Even though Elizabeth is the type of person who finds solace and comfort in consistency and guaranteed scientific results, life, it seems, has other plans in store for her. The aforementioned romance she embarks on with Calvin is both gradual in its intensity and inevitable in its impact, as the two bond over a mutual passion for science as well as an appreciation for good food. Pullman might very well be in the running to win the award for the actor who knows how to gaze at their character’s love interest like they’re the beginning and the end of everything (or, as Calvin so eloquently puts it in a tearjerker of a letter read by voiceover, both the how and the why).
The chemistry in the show’s title could be satisfied by Pullman and Larson alone, especially in the first two episodes directed by Sarah Adina Smith that will accompany the premiere, but theirs isn’t the only dynamic that’s important to the series as Elizabeth navigates the ups and downs of various life stages. What’s just as rewarding to bear witness to is Elizabeth’s journey through motherhood — the initial shock and instinct to reject the discovery that she’s become pregnant, not to mention the fact that she chooses her daughter’s name after the nurse tells her to pick what she’s feeling: “Mad.” But Larson’s ability to balance logical perspective and illogical emotion means that Elizabeth eventually comes to terms with her reluctance surrounding motherhood, finding love for her daughter because Madeline (Alice Halsey) is made up of so many of the things she loves most about Calvin, too. As the brilliant mother-daughter pair ventures on a mission to dig up more about Calvin’s past, they uncover surprising connections along the way, but they also unearth some of the show’s most heartwarming moments, ones that ask whether life can be predestined to an extent, even if we might be unaware of it ourselves.
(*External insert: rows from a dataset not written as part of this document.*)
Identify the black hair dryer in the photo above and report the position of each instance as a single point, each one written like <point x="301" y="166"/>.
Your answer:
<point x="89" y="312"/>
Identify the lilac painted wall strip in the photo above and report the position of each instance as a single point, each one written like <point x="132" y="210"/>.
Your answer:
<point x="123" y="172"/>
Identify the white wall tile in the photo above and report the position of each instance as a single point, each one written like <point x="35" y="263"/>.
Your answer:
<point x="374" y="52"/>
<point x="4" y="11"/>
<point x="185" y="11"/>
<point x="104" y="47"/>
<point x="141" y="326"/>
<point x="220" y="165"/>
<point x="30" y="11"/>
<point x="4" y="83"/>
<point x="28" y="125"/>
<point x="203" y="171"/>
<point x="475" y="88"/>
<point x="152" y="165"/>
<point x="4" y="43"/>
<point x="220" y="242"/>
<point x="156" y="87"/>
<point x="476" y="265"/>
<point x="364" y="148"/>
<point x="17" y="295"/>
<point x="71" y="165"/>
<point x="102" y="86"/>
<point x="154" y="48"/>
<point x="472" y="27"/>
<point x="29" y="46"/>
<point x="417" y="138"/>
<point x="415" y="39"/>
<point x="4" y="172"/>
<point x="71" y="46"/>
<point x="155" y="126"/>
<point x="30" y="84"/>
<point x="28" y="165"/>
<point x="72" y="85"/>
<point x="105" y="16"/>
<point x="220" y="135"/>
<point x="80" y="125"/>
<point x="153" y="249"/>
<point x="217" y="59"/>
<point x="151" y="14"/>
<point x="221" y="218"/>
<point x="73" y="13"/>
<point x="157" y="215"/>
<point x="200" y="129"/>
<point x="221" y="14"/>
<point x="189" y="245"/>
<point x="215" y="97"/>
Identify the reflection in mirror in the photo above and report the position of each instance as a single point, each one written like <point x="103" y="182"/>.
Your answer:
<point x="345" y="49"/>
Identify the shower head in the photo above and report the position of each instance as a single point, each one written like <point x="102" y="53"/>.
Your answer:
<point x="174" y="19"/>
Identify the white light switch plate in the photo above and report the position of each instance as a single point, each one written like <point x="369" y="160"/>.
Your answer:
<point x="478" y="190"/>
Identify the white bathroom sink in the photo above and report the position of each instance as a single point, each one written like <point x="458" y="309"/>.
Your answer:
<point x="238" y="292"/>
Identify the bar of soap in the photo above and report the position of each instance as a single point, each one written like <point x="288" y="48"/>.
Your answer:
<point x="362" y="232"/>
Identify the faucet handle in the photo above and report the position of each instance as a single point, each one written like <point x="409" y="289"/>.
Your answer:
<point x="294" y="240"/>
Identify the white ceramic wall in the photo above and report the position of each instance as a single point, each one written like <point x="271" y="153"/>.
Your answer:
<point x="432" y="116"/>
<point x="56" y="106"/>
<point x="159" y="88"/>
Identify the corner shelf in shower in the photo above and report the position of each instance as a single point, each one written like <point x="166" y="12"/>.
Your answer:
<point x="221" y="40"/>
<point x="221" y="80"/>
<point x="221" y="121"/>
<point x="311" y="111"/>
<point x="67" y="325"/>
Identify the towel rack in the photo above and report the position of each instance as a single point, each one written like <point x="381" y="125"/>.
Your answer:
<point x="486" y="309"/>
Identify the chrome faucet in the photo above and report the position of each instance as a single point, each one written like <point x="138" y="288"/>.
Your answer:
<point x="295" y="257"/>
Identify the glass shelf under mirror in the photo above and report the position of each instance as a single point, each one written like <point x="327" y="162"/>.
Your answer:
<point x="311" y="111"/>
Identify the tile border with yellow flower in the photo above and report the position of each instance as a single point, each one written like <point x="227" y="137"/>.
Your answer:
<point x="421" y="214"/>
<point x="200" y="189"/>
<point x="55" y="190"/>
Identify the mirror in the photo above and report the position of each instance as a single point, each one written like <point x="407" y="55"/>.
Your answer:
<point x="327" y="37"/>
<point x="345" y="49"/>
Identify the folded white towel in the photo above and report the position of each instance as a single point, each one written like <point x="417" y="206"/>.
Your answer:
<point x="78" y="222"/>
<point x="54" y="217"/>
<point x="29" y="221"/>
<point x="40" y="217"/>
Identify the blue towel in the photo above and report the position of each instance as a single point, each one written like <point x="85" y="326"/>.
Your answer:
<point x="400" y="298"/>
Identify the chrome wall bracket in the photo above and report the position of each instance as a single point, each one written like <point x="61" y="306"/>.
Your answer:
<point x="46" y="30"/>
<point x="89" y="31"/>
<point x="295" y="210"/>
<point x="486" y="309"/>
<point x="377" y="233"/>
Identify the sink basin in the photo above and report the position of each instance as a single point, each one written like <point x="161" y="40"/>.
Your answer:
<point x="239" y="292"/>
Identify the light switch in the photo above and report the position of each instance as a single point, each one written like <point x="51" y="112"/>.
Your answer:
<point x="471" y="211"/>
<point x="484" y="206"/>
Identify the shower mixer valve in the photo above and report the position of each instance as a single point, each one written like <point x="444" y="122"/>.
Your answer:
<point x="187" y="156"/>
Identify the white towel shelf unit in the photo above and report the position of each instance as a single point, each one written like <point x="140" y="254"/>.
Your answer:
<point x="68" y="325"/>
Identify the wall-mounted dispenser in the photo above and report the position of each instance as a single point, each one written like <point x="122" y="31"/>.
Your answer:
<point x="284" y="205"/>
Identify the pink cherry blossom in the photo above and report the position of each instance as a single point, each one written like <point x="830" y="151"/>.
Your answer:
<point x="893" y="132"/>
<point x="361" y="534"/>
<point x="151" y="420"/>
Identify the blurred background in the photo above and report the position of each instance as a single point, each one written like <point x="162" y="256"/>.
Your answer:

Apple TV+’s adaptation of Lessons in Chemistry is one that doesn’t feel too confined to its source material but also leans into the best aspects of the book in order to let its powerhouse cast truly shine. It’d be more surprising if we weren’t hearing a particular kind of awards buzz swirling around Larson when the time comes, because this role isn’t just the culmination of so many other types of heroines she’s played before; it also lets her tap into every single one of her strengths as an actor. To paraphrase Elizabeth Zott herself, take some time to yourself to embark on the journey Lessons in Chemistry lays out. You’ll probably be surprised by the turns it takes, but that doesn’t make the end result any less satisfying.